Wanneer is Redeneren Belangrijk? Een Gecontroleerde Studie naar de Bijdrage van Redeneren aan Modelprestaties
When Does Reasoning Matter? A Controlled Study of Reasoning's Contribution to Model Performance
September 26, 2025
Auteurs: Nicolas Boizard, Hippolyte Gisserot-Boukhlef, Kevin El-Haddad, Céline Hudelot, Pierre Colombo
cs.AI
Samenvatting
Grote Taalmodellen (LLMs) met redeneervermogen hebben state-of-the-art prestaties behaald op een breed scala aan taken. Ondanks het empirische succes blijven de taken en modelschalen waarop redeneren effectief wordt, evenals de trainings- en inferentiekosten, onderbelicht. In dit werk vertrouwen we op een raamwerk voor synthetische datadistillatie om een grootschalige, begeleide studie uit te voeren. We vergelijken Instructie Fine-Tuning (IFT) en redeneermodellen van verschillende groottes op een breed scala aan wiskundige en algemene taken, waarbij we zowel meerkeuze- als open-eindformats evalueren. Onze analyse toont aan dat redeneren de modelprestaties consistent verbetert, vaak evenaart of zelfs overtreft aanzienlijk grotere IFT-systemen. Opmerkelijk is dat, hoewel IFT Pareto-optimaal blijft wat betreft trainings- en inferentiekosten, redeneermodellen steeds waardevoller worden naarmate de modelschaal toeneemt, waardoor ze de prestatiegrenzen van IFT overstijgen op redeneringsintensieve en open-eindtaken.
English
Large Language Models (LLMs) with reasoning capabilities have achieved
state-of-the-art performance on a wide range of tasks. Despite its empirical
success, the tasks and model scales at which reasoning becomes effective, as
well as its training and inference costs, remain underexplored. In this work,
we rely on a synthetic data distillation framework to conduct a large-scale
supervised study. We compare Instruction Fine-Tuning (IFT) and reasoning models
of varying sizes, on a wide range of math-centric and general-purpose tasks,
evaluating both multiple-choice and open-ended formats.
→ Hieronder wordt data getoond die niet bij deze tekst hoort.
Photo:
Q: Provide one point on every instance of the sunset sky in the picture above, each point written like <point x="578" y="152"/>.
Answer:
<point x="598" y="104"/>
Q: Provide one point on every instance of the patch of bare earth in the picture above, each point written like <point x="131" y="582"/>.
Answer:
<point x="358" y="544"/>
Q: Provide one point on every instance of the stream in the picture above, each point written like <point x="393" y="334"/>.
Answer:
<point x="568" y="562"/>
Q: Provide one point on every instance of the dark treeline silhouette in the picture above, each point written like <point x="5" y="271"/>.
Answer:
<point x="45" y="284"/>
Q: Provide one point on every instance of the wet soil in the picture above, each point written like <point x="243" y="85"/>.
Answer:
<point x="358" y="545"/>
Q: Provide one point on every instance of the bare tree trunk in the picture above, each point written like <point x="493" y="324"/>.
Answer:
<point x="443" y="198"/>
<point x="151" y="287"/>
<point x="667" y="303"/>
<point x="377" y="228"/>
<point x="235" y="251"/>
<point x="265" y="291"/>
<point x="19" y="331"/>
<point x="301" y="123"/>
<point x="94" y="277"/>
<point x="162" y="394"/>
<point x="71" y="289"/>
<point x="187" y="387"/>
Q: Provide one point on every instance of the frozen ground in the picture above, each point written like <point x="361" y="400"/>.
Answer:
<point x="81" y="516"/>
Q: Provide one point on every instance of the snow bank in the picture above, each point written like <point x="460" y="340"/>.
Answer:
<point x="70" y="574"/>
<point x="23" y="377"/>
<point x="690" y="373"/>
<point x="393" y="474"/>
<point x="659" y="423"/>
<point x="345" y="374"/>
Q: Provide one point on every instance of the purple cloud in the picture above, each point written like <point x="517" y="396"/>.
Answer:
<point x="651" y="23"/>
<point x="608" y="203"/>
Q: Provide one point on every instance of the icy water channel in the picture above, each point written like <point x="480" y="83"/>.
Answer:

Our analysis reveals
that reasoning consistently improves model performance, often matching or
surpassing significantly larger IFT systems. Notably, while IFT remains
Pareto-optimal in training and inference costs, reasoning models become
increasingly valuable as model size scales, overcoming IFT performance limits
on reasoning-intensive and open-ended tasks.